Дмитрий Николаевич значительно кивнул головой. Хотя он и говорил сестре о том, что отец вряд ли поймет его, но в глубине души чрезвычайно гордился отцом, как писателем.
— Ну, вот,— обрадовался отец,— и я не могу не радоваться тому, что ты сделал, по идее… но это надо было не так… И, знаешь, раз уже ты запутался, я готов дать тебе денег… пристрой ее в мастерскую… в какую-нибудь. Но самому тебе принимать близкое участие не стоит… Невольно у всякого является мысль о том, где ты с ней познакомился и какие у вас отношения теперь… Хотя я, конечно, уверен, что теперь ничего нет… Это было бы уже совсем… нехорошо!— с искренним чувством сказал Николай Иванович.
Как и сын, он не уяснял и не мог бы уяснить, почему именно это нехорошо, но был твердо в этом уверен. А Дмитрию Николаевичу показалось, что он ударил его этими словами. Он беспокойно зашевелился и бросил папиросу, но в следующую минуту, как и всегда, когда он открывал в себе что-нибудь дурное, Дмитрий Николаевич подыскал оправдание:
«Но ведь теперь совсем не то, тогда было свинство… разврат, а теперь я… совершенно искренно, я…»
Но это оправдание испугало его еще больше, чем слова отца.

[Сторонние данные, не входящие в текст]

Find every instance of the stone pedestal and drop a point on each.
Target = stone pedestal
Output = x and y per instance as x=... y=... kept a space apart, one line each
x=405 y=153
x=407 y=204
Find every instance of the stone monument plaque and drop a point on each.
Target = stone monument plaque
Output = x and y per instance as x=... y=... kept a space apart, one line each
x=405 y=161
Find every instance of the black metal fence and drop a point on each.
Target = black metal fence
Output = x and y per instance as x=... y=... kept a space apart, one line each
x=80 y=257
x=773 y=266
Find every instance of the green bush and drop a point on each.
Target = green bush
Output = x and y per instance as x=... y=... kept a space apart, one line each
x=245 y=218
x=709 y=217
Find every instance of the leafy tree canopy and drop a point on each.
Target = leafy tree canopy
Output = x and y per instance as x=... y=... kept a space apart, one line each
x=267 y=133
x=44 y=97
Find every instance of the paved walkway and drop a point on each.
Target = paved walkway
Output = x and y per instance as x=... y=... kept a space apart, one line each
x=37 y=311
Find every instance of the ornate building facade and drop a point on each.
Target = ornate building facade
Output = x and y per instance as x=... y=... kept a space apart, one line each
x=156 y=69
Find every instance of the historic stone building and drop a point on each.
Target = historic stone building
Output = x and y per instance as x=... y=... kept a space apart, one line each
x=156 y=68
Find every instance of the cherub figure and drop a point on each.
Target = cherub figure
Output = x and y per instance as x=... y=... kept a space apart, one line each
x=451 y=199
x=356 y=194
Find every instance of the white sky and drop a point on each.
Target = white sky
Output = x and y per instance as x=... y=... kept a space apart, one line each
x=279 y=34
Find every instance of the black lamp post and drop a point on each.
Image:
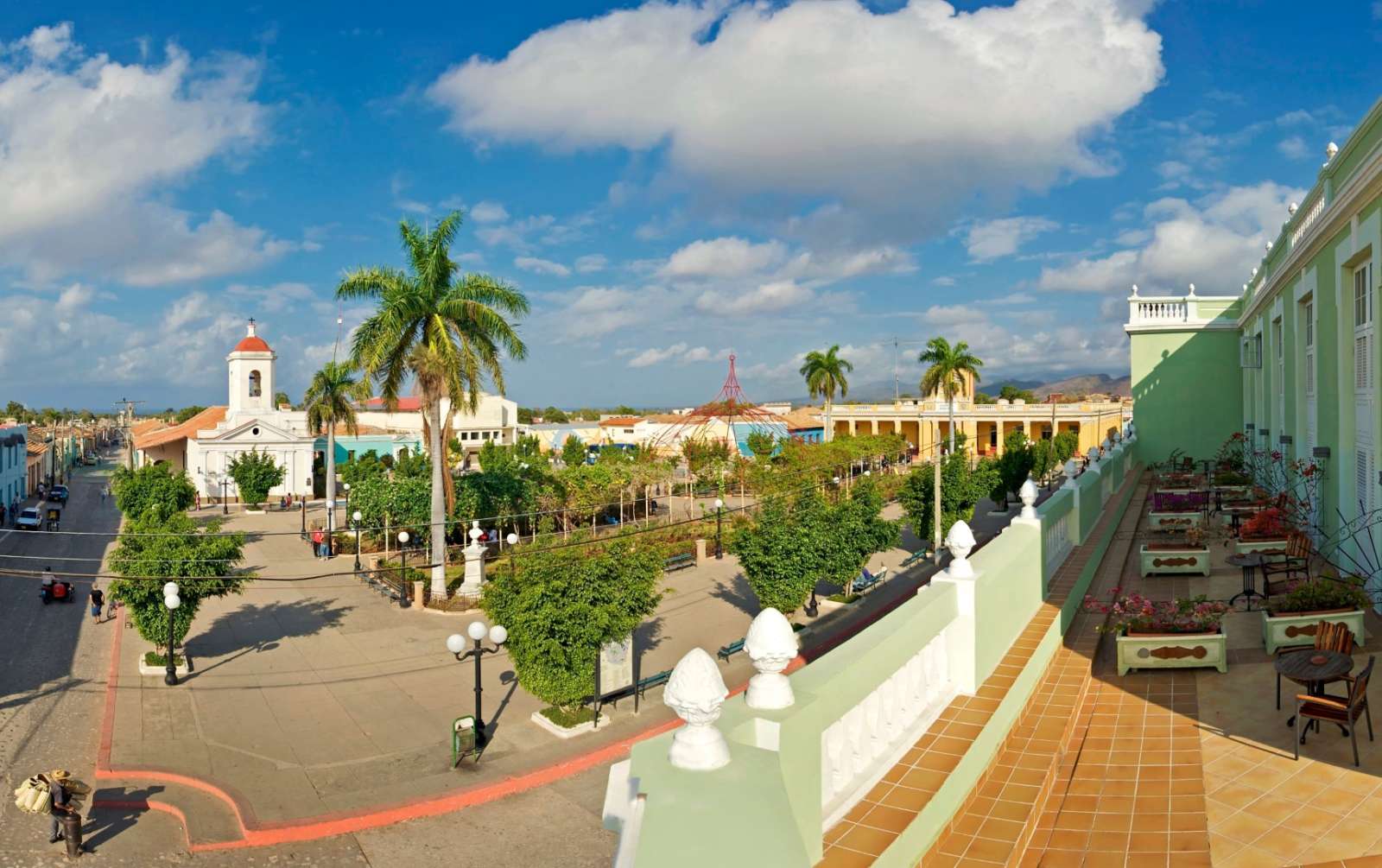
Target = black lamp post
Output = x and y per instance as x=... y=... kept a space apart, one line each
x=403 y=570
x=456 y=644
x=172 y=601
x=356 y=518
x=719 y=523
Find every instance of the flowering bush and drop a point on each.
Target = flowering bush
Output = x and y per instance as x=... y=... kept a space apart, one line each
x=1135 y=612
x=1271 y=523
x=1320 y=596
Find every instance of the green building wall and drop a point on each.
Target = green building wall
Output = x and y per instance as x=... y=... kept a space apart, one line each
x=1188 y=391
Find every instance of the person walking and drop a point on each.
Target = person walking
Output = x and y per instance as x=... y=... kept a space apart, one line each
x=97 y=603
x=318 y=542
x=60 y=803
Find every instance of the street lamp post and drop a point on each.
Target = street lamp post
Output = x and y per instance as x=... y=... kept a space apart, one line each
x=172 y=601
x=403 y=570
x=456 y=644
x=719 y=522
x=356 y=518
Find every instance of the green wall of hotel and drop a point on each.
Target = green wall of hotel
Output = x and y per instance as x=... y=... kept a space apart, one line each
x=1188 y=393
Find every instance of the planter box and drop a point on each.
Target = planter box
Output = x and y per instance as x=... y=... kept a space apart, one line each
x=1178 y=520
x=1268 y=546
x=1174 y=651
x=1298 y=628
x=1179 y=560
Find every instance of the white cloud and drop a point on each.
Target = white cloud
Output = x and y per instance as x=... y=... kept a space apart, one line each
x=90 y=144
x=538 y=266
x=679 y=352
x=1294 y=149
x=488 y=212
x=766 y=98
x=998 y=238
x=592 y=262
x=1211 y=242
x=723 y=257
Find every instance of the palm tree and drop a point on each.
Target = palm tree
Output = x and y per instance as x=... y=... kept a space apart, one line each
x=447 y=331
x=329 y=401
x=824 y=373
x=946 y=375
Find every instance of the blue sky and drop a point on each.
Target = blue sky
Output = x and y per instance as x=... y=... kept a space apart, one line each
x=668 y=183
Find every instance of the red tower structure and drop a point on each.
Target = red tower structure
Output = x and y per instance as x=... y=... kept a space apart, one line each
x=719 y=419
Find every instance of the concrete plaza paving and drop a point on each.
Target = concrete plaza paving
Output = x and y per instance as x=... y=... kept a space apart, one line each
x=317 y=695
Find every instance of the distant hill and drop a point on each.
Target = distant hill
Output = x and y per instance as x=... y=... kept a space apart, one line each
x=1087 y=384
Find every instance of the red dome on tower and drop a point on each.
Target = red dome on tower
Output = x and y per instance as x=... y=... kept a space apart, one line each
x=252 y=342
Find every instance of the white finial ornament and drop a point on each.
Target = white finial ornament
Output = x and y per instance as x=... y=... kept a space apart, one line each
x=695 y=691
x=960 y=541
x=1027 y=494
x=771 y=644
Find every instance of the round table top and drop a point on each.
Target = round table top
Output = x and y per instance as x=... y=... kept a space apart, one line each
x=1299 y=665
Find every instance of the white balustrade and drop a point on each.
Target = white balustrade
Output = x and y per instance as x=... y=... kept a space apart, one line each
x=860 y=748
x=1306 y=221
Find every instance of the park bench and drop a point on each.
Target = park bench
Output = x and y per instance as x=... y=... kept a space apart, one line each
x=916 y=557
x=867 y=580
x=730 y=649
x=679 y=561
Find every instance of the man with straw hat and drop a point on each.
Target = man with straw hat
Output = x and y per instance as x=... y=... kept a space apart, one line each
x=60 y=801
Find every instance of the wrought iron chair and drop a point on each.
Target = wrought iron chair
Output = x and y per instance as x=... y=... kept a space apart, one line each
x=1341 y=711
x=1294 y=564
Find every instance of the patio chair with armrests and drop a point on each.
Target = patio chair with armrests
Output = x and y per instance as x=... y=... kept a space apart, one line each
x=1327 y=637
x=1296 y=563
x=1344 y=711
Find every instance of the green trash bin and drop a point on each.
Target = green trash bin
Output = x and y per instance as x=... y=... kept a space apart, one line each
x=462 y=738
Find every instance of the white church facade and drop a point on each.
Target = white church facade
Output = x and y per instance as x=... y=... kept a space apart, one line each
x=205 y=444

И Николай Иванович заметил это по его лицу и, понимая в другом смысле, заторопился кончить свое объяснение:
— Я понимаю, что тебе это тяжело, и мне самому неприятно… Но ты понимаешь, что я решился только для твоего же блага… Повторяю, история, в основании которой лежит самое благородное чувство, благодаря обстановке, так сказать, принимает некрасивую окраску… Притом ты знаешь наши нравы, знаешь, как на это посмотрят… пойдут сплетни и даже, как я заметил, уже и пошли… Об этом постарался Гвоздилов, конечно… Ты сделал большую ошибку, что заговорил с ним… Попросить бы лучше Истаманова, что ли.
И, желая приласкать сына и затереть в нем дурное впечатление от объяснения, Николай Иванович слегка обнял его и ласково проговорил:
— Мы с матерью так любим тебя и уважаем, что нам больно было бы, если бы твое имя хоть одним краем волочилось в грязи… А ты знаешь, что для дурных людей этого достаточно…

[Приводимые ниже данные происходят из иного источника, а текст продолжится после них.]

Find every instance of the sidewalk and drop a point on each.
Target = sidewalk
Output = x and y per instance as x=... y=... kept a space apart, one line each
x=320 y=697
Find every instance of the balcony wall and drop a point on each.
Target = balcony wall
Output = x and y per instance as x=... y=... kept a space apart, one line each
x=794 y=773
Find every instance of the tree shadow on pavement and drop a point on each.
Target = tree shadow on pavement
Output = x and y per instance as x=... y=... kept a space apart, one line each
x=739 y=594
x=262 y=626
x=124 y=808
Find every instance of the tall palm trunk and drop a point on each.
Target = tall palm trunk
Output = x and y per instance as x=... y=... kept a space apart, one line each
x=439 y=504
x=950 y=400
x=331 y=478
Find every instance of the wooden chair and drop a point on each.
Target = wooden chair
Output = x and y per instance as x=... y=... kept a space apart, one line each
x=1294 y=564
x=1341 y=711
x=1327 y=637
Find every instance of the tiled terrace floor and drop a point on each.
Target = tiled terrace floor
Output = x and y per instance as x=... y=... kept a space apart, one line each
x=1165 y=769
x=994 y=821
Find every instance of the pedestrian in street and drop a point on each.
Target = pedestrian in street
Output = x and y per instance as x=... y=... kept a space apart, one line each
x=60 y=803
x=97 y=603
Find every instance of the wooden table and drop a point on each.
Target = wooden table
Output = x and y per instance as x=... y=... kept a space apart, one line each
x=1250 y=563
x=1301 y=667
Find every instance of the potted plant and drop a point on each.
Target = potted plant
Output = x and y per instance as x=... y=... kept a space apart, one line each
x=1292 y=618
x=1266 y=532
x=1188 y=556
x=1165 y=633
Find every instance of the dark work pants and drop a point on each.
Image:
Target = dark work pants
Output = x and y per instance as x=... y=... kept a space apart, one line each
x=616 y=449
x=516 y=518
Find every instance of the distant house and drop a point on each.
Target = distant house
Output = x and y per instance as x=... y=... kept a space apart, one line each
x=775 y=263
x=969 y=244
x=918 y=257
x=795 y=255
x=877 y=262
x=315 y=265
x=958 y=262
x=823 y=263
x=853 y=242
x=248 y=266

В соседней комнате раздался голос его жены и Нюни. И, торопясь, Николай Иванович быстро договорил:
— Не правда ли, с этим вопросом покончено?.. Да ведь и сделал ты совершенно достаточно! Чего ж еще… Передай ей эти деньги и все прекрасно кончится!
Он торопливо отодвинул ящик стола и, вынув, очевидно, заранее приготовленную пачку кредиток, неловким и боковым движением отдал сыну.
— Ты очень добр! — смущенно пробормотал Дмитрий Николаевич.
Они пожали друг другу руки, как два друга. Такие отношения нравились им обоим.
Провожая сына до дверей, Николай Иванович с нежным удовольствием смотрел в его еще нежное, но уже мужественное, красивое лицо и хотел сказать:
«А главное, я боюсь, что ты увлечешься этой… такие благородные, милые юноши легко увлекаются идеей спасения этих тварей; я сам когда-то чуть не женился на проститутке… А это было бы ужасно!»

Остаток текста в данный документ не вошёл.